A: In answer to your question about what type of incision may be possible in a male for brow bone and/or forehead surgery, the picture of a potential incision you have shown (the wrap-around occipital incision) is not one that can be used. While anything can be done on a drawing or on paper, it is impractical to use for brow bone or forehead surgery. To really reach this area and work on it adequately, the scalp and forehead tissues must be 'flipped' down to see the area. That incision is so far back that it would be difficult if not completely impossible to work under so much scalp tissue from so far away. This is more than just theory for me as I have tried such incisional approaches and can testify to the difficulties that they pose. The problem is not that you can not access as low as the brow bone area with am occipital coronal incision, it is that any bone modifications or material additions that one does becomes very hard to get them smooth or even at such a distance. And if you don't have some assurance that a good aesthetic improvement can be obtained then that defeats the purpose of doing the operation in the first place. That being said, if the back end of the incision is moved up by 5 to 6 cms in the high occipital area, then it can be used for brow bone or forehead modifications.
Dr. Barry Eppley
Indianapolis, Indiana
Q: Dr. Eppley, I always felt I had too much skin in my neck and as you can see from my pictures I have no jaw line and I must have too many platysma muscles causing me to have this large oversized neck. I have the neck of a 80 year old and have had this since I was 19. If you look at my high school year picture it is not too bad but for some reason after I hit 20 my skin just got more and more loose in my neck. It just sucked. Which is why I can never wear a hat as all you see is my multiple chins. I hate the fact that I have this old man neck and have had it all these years. If I gain an ounce its always in my neck and face. Just fyi, I’m 5'10 and 219lbs. My BMI or fat percent when I am training regularly is 19 which is not bad. But when I slack off it’s between 25 to 30. I really just want too get rid of all this loose skin and for once in my life be able too wear a hat!!! Does it take long too recover since I am embarassed and don’t want anyone to know.

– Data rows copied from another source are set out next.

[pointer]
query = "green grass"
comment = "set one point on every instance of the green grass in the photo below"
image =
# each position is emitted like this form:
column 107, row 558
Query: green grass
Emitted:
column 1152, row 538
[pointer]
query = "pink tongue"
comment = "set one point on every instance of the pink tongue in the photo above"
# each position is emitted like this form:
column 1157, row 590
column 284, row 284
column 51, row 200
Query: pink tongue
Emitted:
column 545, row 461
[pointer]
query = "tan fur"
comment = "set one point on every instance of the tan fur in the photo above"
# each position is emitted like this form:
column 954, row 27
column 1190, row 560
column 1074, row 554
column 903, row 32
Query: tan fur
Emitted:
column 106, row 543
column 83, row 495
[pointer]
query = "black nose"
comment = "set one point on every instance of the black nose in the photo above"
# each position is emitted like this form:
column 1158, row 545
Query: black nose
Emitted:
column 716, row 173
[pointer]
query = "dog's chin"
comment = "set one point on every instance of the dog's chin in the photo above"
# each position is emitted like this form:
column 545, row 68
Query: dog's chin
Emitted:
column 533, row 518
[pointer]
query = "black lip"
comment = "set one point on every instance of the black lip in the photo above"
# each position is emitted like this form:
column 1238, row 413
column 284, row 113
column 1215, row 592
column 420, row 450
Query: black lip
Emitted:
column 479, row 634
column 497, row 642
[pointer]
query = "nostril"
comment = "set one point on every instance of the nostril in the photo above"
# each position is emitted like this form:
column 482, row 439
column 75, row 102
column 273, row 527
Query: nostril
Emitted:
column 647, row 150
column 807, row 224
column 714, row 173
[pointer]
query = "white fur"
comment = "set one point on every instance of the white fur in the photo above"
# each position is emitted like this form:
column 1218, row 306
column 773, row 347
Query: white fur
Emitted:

Have you seen this Lifestyle Lift advertisement? Would that help? Thank you so much for looking into this for me, greatful for your time. From a guy with too many chins.
A: The problem is your neck is not just loose skin or 'too much platysma muscle' (such a thing doesn't exist), it is a combination of anatomic factors including loose skin, subplatysmal and supraplaytsmal fat, a high hyoid bone and a mildly recessive chin. The one thing you absolutely don't want to do is the Lifestyle Lift. That would be a waste of money for you because that is an operation that is too small and inadequate for your neck problems. That is really a limited form of a facelift that is good for jowling problems but is inadequate for you neck concerns. What you really need is a neck-jowl lift combined with chin augmentation with aggressive work in the submental/subplatysmal area. (all part of what is more commonly called a facelift) That is the only approach that will have any chance of making a significant change. Do not waste your time or money searching for other solutions that appear simpler and easier…because they will not work for your anatomic neck problem.
When you look at recovery from this type of operation, it is going to take two or three weeks to look pretty good again and you feel comfortable out in public. So it is a commitment on your part to make this change. Yours is not a neck problem that will be fine in a few days or a week after surgery.